Here's a slightly different spin on the old fake pregnancy prank. (Reality Rule 1.1 in
Hippo Eats Dwarf is "Just because a woman looks pregnant, it doesn't mean she is."
As a social experiment, the Minnesota Organization on Fetal Alcohol made one of their operatives appear to be pregnant. Then they sent her to the state fair and had her
stand around in full view drinking beer. They wanted to see if anyone would say something to her about how she shouldn't drink alcohol while pregnant. They even had the woman approach strangers with her beer in hand and ask them to take photos of her drinking.
The result: No one said anything negative to her. In fact, a few people congratulated her for drinking while pregnant.
They concluded that the "Minnesota Nice" thing may have undermined their experiment.
Or perhaps the woman should have stood around doing vodka shots. That might have produced more of a reaction. Though this is the third time they've run the experiment (once at last year's state fair and once in a downtown bar), and the other times they did get a few negative remarks.
However, from the perspective of social psychology, I'd say that the non-response is most likely a manifestation of the
Unresponsive Bystander Effect. In situations involving large crowds, people are very reluctant to step forward and offer help (or criticism). There's the natural tendency to assume that it's someone else's responsibility. The non-response also becomes self-perpetuating. People take their cues from those around them. So if no one reacts to a situation, everyone assumes it's because there's no problem.
Comments
Perhaps they should have had her actually holding an obvious beer can or bottle to her lips instead of a glass filled with what could have been soda pop, koolaid of other yellow fluid. In this case she didn't appear to be slurring her words on the video which would support the idea that she was only drinking a soft drink.

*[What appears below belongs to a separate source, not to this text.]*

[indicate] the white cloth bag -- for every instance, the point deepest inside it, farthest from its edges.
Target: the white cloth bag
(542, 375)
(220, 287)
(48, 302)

A pregnant woman is also laden with odd female hormonal flushing adding alcohol could also be a dangerous combination to approach too. Also in this case she was accompanied only by another female (where's the father? might cross a stranger's mind) suggesting a volatile person.
People have learned to be more tolerant in public unless they see a 'clear and present danger' happening. For most of those at the fair this was to be a day of forgetting problems, not inviting another since even a pregnant woman is capable of attack, or throwing the drink in someone's face. Approaching her could easily equate to provocation.
I have been in a position where strangers and aquaintances have made moral judgements on actions I have taken and I'll tell you what - it pissed me off. What I do in my personal life is none of their concern.
As rule 1.1 points out, just because a woman looks pregnant, doesn't mean she is. As Huli pointed out, it wasn't even 100% clear what the woman was drinking. She wasn't doing something illegal, she wasn't beating a kid black and blue. As morally reprehensible that I find drinking while pregnant to be, I don't think it's up to me to be the one to confront a complete stranger about it. I'd rather leave that up to her doctor or her family.
IF you were sure she was drinking alcohol
IF you were sure she was pregnant
IF you were sure that an unsolicited opinion would be taken graciously.